What you've described is a threaded Forth, which is indeed the most common type of implementation. I was thinking about writing a subroutine-threaded (no inner interpreter) Forth that inlines common primitives and does some peephole optimization. Not necessarily as compact, but much faster. Forth still provides a flexible, structured programming environment compared to raw assembly, to say nothing of Forth's metaprogramming facilities. I'd also say that a fair amount of Forth's compactness comes from the programming style- lots of tiny subroutines allowing extensive code reuse.
That's interesting. Sorry for not getting it right away. It's making more sense on second reading. :)
Now I'm curious how you'd encode subroutine calls. Your example was completely inlined but the call-sequence will be critical in determining how compact the code ends up.
Also, were you thinking of using a cross-compiler and keeping the dictionary out of the DCPU-16s memory? Let me know if you create a public repo. I'd be interested to see what you come up with!
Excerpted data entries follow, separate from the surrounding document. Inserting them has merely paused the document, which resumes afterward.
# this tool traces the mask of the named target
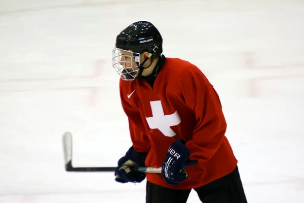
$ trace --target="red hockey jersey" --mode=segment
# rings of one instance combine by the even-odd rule
[[[198,187],[231,173],[237,160],[225,136],[226,123],[217,93],[195,65],[166,58],[152,88],[142,79],[120,81],[123,108],[128,120],[134,149],[148,152],[146,166],[159,167],[170,145],[186,142],[188,179],[177,186],[166,183],[161,174],[146,174],[147,180],[167,188]]]

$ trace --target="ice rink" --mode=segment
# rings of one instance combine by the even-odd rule
[[[145,181],[66,172],[61,145],[75,166],[130,147],[111,51],[139,20],[217,91],[248,202],[303,202],[303,0],[0,0],[0,202],[144,202]]]

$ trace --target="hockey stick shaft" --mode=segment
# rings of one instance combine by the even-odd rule
[[[72,134],[70,132],[65,132],[63,136],[62,144],[65,161],[65,171],[69,172],[114,172],[116,167],[76,167],[72,164]],[[139,167],[137,171],[143,173],[161,173],[162,168],[152,167]]]

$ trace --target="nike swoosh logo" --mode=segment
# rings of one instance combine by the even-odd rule
[[[133,94],[133,93],[134,93],[135,91],[135,90],[134,89],[134,91],[132,92],[132,93],[131,94],[128,94],[128,98],[130,98],[130,97],[131,97],[131,96]]]

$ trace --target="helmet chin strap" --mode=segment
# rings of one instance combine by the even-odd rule
[[[140,63],[140,64],[139,64],[139,72],[138,73],[138,75],[137,76],[137,78],[140,78],[141,77],[141,74],[142,74],[142,72],[143,72],[143,70],[147,69],[148,67],[150,67],[151,66],[151,65],[152,65],[152,63],[153,62],[153,61],[154,60],[154,58],[155,58],[155,56],[154,55],[154,54],[152,54],[151,53],[149,53],[149,54],[148,55],[148,56],[146,57],[146,58],[144,60],[144,61],[142,62],[142,63]],[[151,58],[151,62],[150,62],[150,64],[149,64],[149,65],[148,65],[146,67],[143,67],[142,66],[143,65],[143,64],[144,64],[144,63],[145,63],[148,59],[149,58]]]

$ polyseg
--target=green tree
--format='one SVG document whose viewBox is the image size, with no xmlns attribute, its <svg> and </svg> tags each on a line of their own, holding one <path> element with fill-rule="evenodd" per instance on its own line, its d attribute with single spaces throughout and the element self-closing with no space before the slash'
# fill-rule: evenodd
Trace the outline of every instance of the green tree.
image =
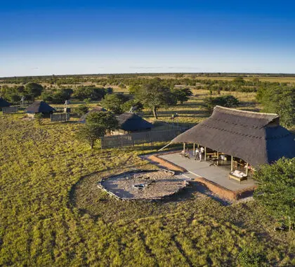
<svg viewBox="0 0 295 267">
<path fill-rule="evenodd" d="M 263 165 L 254 178 L 258 181 L 254 198 L 291 230 L 295 223 L 295 158 L 282 158 L 273 164 Z"/>
<path fill-rule="evenodd" d="M 116 114 L 123 112 L 123 105 L 127 102 L 129 98 L 122 93 L 112 93 L 106 95 L 101 101 L 103 108 L 112 111 Z"/>
<path fill-rule="evenodd" d="M 103 136 L 107 131 L 115 130 L 118 128 L 118 121 L 111 112 L 98 112 L 89 114 L 86 124 L 81 126 L 77 138 L 89 143 L 91 149 L 95 142 Z"/>
<path fill-rule="evenodd" d="M 164 86 L 159 79 L 155 79 L 140 87 L 136 92 L 136 98 L 144 106 L 152 110 L 155 119 L 158 118 L 157 110 L 159 108 L 176 103 L 176 98 L 170 89 Z"/>
<path fill-rule="evenodd" d="M 110 112 L 90 113 L 87 116 L 86 122 L 86 124 L 96 125 L 109 133 L 117 129 L 119 126 L 119 122 L 114 113 Z"/>
<path fill-rule="evenodd" d="M 135 111 L 140 112 L 143 110 L 143 105 L 138 100 L 136 100 L 136 99 L 131 99 L 130 100 L 128 100 L 127 102 L 125 102 L 123 104 L 122 108 L 124 111 L 129 111 L 131 107 L 133 107 L 136 108 Z"/>
<path fill-rule="evenodd" d="M 172 93 L 176 98 L 176 100 L 181 104 L 188 100 L 190 96 L 192 96 L 192 92 L 189 88 L 181 88 L 179 89 L 173 89 Z"/>
<path fill-rule="evenodd" d="M 40 96 L 44 88 L 41 84 L 34 82 L 29 82 L 25 86 L 25 92 L 29 95 L 34 96 L 34 98 Z"/>
<path fill-rule="evenodd" d="M 257 100 L 262 104 L 263 111 L 277 113 L 280 123 L 286 127 L 295 124 L 295 88 L 289 86 L 261 86 Z"/>
<path fill-rule="evenodd" d="M 36 122 L 38 123 L 39 125 L 42 124 L 43 122 L 43 114 L 42 113 L 36 113 L 34 116 Z"/>
<path fill-rule="evenodd" d="M 244 84 L 245 81 L 242 76 L 237 76 L 233 79 L 233 82 L 237 84 Z"/>
<path fill-rule="evenodd" d="M 90 98 L 91 100 L 99 100 L 102 99 L 108 92 L 108 89 L 104 88 L 96 88 L 94 86 L 79 86 L 76 89 L 73 97 L 84 100 Z"/>
<path fill-rule="evenodd" d="M 208 97 L 204 100 L 208 110 L 212 111 L 216 105 L 225 108 L 234 108 L 239 105 L 239 100 L 233 96 L 222 96 L 218 97 Z"/>
<path fill-rule="evenodd" d="M 79 127 L 76 136 L 78 140 L 88 143 L 92 149 L 96 140 L 103 136 L 105 132 L 103 128 L 86 124 Z"/>
</svg>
No worries, I should've been more detailed in my original post- what I'm describing is definitely an atypical (if not unprecedented) Forth. I agree, the call-sequence is critical. My initial thought was to ensure that we always leave the stack pointers in "return stack mode" before calling, and return them to that state before exiting a routine. Thus, procedures:
: A dup * ;
: B 2 A A 1 A ;
would look like:
A:
SET Y, SP
SET SP, X // switch to data
SET PUSH, PEEK
SET A, POP
SET B, POP
MUL A, B
SET PUSH, A
SET X, SP
SET SP, Y // switch to return
SET PC, POP
B:
SET Y, SP
SET SP, X // switch to data
SET PUSH, 2
SET X, SP
SET SP, Y // switch to return
JSR A
JSR A
SET Y, SP
SET SP, X // switch to data
SET PUSH, 1
SET X, SP
SET SP, Y // switch to return
JSR A
As you can see, a little bulky, but doable. Optimizing stack operations to make better use of the registers can get rather nasty- still thinking about the best way to approach it. I'm definitely thinking in terms of a cross-compiler, and ignoring things like defining words for the sake of simplicity, at least at first. I'll drop you a comment if I get a prototype working.